After five minutes, I made myself leave the room. Mr Sergeant, of course, knew of my "funny turn".

'Are you feeling any better, Mrs Shackleton?'

'Yes, thank you. That envelope I gave you, Mr Sergeant, I'll take it now.'

He took the envelope from the safe.

At the door, I gave it to Sykes. 'This is a receipt for ten thousand pounds that the maharajah entrusted to Thurston Presthope. Hand it to Mr Chana, no one else.'

'Is that who did this to you? Presthope.'

'Yes.'

He clenched his fists. 'Anything else I can do?'

'My satchel is in Stanks's barn, and there's a shoe...'

He looked away. 'Did he...?'

'No.'

'I'll...'

'Don't. Just do as I ask. And I need you to find where Joel Withers is hiding.'

Twenty-Seven.

The knock on my room door startled me. I had been lying on the bed, staring at my eyelids.

'Who is it?'

'I say, Kate, are you all right?'

'Why shouldn't I be all right?' I opened the door.

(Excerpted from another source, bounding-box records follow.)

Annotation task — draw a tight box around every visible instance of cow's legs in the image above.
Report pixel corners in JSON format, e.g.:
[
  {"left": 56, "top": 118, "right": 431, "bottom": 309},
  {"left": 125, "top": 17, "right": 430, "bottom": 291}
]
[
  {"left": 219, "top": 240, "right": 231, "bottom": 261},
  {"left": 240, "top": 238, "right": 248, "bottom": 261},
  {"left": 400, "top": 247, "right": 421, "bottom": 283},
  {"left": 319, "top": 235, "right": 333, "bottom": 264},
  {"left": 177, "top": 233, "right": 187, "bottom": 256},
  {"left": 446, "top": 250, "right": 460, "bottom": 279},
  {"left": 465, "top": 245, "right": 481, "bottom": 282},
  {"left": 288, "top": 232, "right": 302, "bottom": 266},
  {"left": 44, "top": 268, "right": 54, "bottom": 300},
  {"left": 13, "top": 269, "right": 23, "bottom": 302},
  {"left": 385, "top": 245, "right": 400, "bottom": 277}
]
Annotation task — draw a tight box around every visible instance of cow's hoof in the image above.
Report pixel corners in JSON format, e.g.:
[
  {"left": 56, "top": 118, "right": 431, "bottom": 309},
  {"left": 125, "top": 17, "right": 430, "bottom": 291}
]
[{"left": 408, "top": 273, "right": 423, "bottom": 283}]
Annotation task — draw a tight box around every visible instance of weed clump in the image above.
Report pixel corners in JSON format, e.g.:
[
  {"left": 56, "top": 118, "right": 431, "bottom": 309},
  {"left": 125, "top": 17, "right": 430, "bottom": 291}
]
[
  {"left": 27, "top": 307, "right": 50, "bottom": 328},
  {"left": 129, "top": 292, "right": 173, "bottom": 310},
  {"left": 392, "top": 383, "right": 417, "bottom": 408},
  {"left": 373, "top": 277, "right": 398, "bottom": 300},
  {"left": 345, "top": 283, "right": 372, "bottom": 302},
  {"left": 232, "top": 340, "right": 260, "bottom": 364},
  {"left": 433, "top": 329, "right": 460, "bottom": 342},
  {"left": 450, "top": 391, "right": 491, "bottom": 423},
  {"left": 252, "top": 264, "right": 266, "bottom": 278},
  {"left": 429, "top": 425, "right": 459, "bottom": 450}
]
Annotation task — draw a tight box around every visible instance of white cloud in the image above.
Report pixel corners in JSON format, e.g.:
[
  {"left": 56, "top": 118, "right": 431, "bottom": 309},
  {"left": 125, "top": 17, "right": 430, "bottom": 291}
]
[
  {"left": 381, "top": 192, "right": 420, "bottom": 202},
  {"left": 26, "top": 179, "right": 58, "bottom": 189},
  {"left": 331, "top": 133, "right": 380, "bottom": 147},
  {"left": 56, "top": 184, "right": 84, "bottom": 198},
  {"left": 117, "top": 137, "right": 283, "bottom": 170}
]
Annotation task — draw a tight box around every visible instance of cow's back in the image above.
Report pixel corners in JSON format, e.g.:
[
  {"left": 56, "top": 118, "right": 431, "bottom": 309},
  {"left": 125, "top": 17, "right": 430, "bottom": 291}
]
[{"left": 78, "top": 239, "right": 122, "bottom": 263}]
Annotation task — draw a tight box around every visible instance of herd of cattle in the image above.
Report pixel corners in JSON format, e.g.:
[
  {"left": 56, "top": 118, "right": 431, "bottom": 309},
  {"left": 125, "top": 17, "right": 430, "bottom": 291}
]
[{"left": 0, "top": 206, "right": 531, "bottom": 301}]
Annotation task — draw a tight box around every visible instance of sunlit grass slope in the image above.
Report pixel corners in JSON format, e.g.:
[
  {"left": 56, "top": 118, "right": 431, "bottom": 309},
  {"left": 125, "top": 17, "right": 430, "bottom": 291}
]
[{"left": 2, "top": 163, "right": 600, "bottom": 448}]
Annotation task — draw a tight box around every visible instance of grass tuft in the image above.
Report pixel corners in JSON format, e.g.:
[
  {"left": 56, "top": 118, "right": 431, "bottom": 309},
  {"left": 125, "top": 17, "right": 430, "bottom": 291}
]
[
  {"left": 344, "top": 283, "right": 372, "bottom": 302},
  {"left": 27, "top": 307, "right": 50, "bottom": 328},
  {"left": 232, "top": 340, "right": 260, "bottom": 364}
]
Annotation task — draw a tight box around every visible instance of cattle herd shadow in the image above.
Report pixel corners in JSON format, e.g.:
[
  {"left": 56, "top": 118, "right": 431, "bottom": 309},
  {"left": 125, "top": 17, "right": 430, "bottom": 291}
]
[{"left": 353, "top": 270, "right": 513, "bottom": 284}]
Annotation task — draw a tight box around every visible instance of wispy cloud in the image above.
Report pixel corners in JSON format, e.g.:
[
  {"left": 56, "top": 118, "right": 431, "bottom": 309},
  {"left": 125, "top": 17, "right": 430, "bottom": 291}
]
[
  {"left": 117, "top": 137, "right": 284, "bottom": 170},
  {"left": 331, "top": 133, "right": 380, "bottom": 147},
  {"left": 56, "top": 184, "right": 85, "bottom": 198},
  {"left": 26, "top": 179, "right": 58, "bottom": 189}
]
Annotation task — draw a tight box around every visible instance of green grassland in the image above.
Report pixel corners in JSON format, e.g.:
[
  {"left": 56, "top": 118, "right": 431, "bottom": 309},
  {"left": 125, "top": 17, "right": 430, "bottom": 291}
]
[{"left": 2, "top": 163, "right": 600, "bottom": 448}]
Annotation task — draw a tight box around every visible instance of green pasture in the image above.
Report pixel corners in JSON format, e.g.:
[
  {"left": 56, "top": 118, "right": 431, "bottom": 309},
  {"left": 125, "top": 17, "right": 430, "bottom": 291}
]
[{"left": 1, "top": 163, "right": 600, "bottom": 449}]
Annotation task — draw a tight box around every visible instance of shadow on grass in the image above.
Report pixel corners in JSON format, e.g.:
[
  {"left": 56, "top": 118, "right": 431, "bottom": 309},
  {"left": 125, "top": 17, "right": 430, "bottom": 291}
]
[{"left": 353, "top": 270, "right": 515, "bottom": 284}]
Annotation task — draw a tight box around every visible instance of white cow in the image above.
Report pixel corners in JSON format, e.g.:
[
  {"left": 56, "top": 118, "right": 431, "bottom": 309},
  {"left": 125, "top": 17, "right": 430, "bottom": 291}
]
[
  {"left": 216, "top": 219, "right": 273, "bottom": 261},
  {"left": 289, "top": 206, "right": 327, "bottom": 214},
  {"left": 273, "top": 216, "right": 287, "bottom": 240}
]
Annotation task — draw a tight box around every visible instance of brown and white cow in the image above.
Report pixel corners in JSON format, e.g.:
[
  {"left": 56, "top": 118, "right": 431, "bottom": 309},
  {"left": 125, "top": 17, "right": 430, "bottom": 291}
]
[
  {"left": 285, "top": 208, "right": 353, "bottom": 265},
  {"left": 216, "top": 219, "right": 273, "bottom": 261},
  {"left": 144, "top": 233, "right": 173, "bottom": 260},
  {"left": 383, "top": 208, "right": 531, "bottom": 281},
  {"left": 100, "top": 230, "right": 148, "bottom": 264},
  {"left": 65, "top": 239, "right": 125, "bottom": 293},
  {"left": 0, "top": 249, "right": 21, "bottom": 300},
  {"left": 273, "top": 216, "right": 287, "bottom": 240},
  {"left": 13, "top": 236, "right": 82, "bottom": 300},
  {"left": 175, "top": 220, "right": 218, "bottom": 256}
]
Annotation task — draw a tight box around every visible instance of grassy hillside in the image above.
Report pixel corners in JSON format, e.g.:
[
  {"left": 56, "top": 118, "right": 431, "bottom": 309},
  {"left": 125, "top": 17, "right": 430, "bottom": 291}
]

James looked peeved. 'No need to snap my head off. You do look a bit peaky.'

'Have you come to see me off the premises?'

'Why on earth do you think I would want to do that? I've been looking for you. Well done on your masterly intervention. You added just the right touch to the inquest.'

I sat in the chair. 'Not the touch I wanted.'

He perched on the corner of my bed. 'We need your help.'

'To do what? Help whitewash another inquest? There will be one tomorrow, in Skipton, on poor Osbert Hannon.'

'I know this has been hard for you, and we greatly appreciate it, really. I want to show you something, in the prince's room.'

If I refused, it would be out of character. He would know something was wrong. 'All right.'

The trouble is, curiosity will be my downfall. I daresay if some evil-eyed monster promised me an interesting revelation in the corner of a dark alley, I would be fool enough to follow, even after my nightmare in the barn.

We walked up to the first floor.

The door to Narayan's room stood open. I heard voices in a foreign tongue, one threatening and angry, the other pleading and whining.